La nouvelle hype des échecs est également alimentée par les sportifs, qui ont intégré la discipline à leur quotidien comme le tennisman Alcaraz, les frères Lebrun ou Victor Wembanyama. La star française de NBA a même inventé son propre tournoi, mêlant échecs et basket, le 20 juillet dernier. « Quand tu vois ton idole jouer aux échecs, ça change l’image du jeu, qui attire de plus en plus le grand public. C’est une bonne surprise, car quand j’étais petit, les échecs, c’était poussérieux, un peu hasbeen, un truc de geek », s’amuse Julien Song, 32 ans, qui a affronté (et battu) le basketteur français lors d’une partie.
Le Youtubeur, qui se concentre sur la pédagogie dans ses vidéos, prépare lui aussi de nouveaux concepts de formats, mêlant échecs et divertissement sur sa chaîne qui compte plus de 643.000 abonnés. Au risque de faire du jeu un contenu comme un autre ? « C’est assez dingue de se dire que le jeu a été inventé en Inde ou en Perse au 7e siècle, et qu’on continue à y jouer », s’étonne presque Julien Song. « C’est un jeu à la fois anti-moderne, car il permet de ralentir le temps à l’époque du scroll sur les smartphones, et aussi très moderne, puisqu’il n’a jamais été aussi simple d’y jouer en ligne ».

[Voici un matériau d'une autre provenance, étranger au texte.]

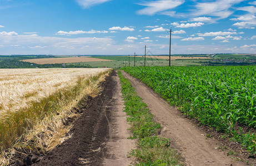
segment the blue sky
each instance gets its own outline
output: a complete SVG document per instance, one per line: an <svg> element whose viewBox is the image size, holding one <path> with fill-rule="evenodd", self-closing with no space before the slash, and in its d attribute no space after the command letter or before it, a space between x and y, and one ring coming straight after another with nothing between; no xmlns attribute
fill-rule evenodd
<svg viewBox="0 0 256 166"><path fill-rule="evenodd" d="M0 0L0 55L256 53L256 1Z"/></svg>

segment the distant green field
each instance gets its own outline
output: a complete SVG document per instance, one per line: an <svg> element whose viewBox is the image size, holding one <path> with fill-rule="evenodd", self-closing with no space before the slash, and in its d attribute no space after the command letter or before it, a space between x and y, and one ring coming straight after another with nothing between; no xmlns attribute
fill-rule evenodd
<svg viewBox="0 0 256 166"><path fill-rule="evenodd" d="M117 60L117 61L125 61L126 60L127 61L129 61L129 56L92 56L92 58L99 58L99 59L107 59L107 60ZM143 57L137 57L135 56L135 61L144 61L144 58ZM134 61L134 57L133 56L130 56L130 61ZM146 58L146 60L155 60L155 59L153 58ZM161 60L159 59L159 60Z"/></svg>
<svg viewBox="0 0 256 166"><path fill-rule="evenodd" d="M76 63L69 63L67 64L73 65L75 66L90 66L93 68L107 67L111 68L119 68L122 67L129 66L128 56L97 56L97 58L116 61ZM172 60L170 64L172 66L200 66L201 64L207 61L208 61L207 60L204 59L177 60ZM131 67L134 66L134 57L130 57L129 65ZM169 65L169 60L153 58L146 58L145 65L147 66L166 66ZM144 66L144 58L135 57L135 66Z"/></svg>
<svg viewBox="0 0 256 166"><path fill-rule="evenodd" d="M256 60L256 54L216 54L214 58Z"/></svg>

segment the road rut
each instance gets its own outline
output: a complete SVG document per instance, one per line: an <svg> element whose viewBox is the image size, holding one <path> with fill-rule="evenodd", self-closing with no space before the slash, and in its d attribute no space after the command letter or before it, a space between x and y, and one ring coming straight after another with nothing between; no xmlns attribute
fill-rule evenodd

« Un petit miracle de résister »
Preuve de son ancrage dans le présent, le jeu a également su parfaitement intégrer l’intelligence artificielle. Sur Chess.com, l’IA offre la possibilité aux joueurs d’analyser leurs parties, et leurs erreurs, afin de progresser comme avec un coach personnalisé. « Plus aucun joueur professionnel ne se passe de l’IA dans sa préparation. La réponse de la machine est devenue une sorte de vérité absolue que personne ne conteste, cela préfigure peut-être notre avenir », philosophe Thierry, maître de la Fédération internationale des échecs, l’une des terreurs du jardin du Luxembourg.
Malgré leurs succès, les échecs ont encore quelques défis à mater. La discipline se féminise lentement et n’a pas totalement effacé son image élitiste. La polémique autour du numéro 1 mondial Magnus Carlsen, sanctionné pour avoir porté un jean en compétition, montre aussi que les échecs n’ont pas fini de se dépoussiérer. « C’est un petit paradoxe : 32 pièces sur un plateau de 64 cases, depuis 1500 ans… on pourrait se dire, c’est bon on a compris, on va faire mieux… et bizarrement non, confie Eloi Relange. C’est un petit miracle, le jeu résiste au temps par une sorte de magie ».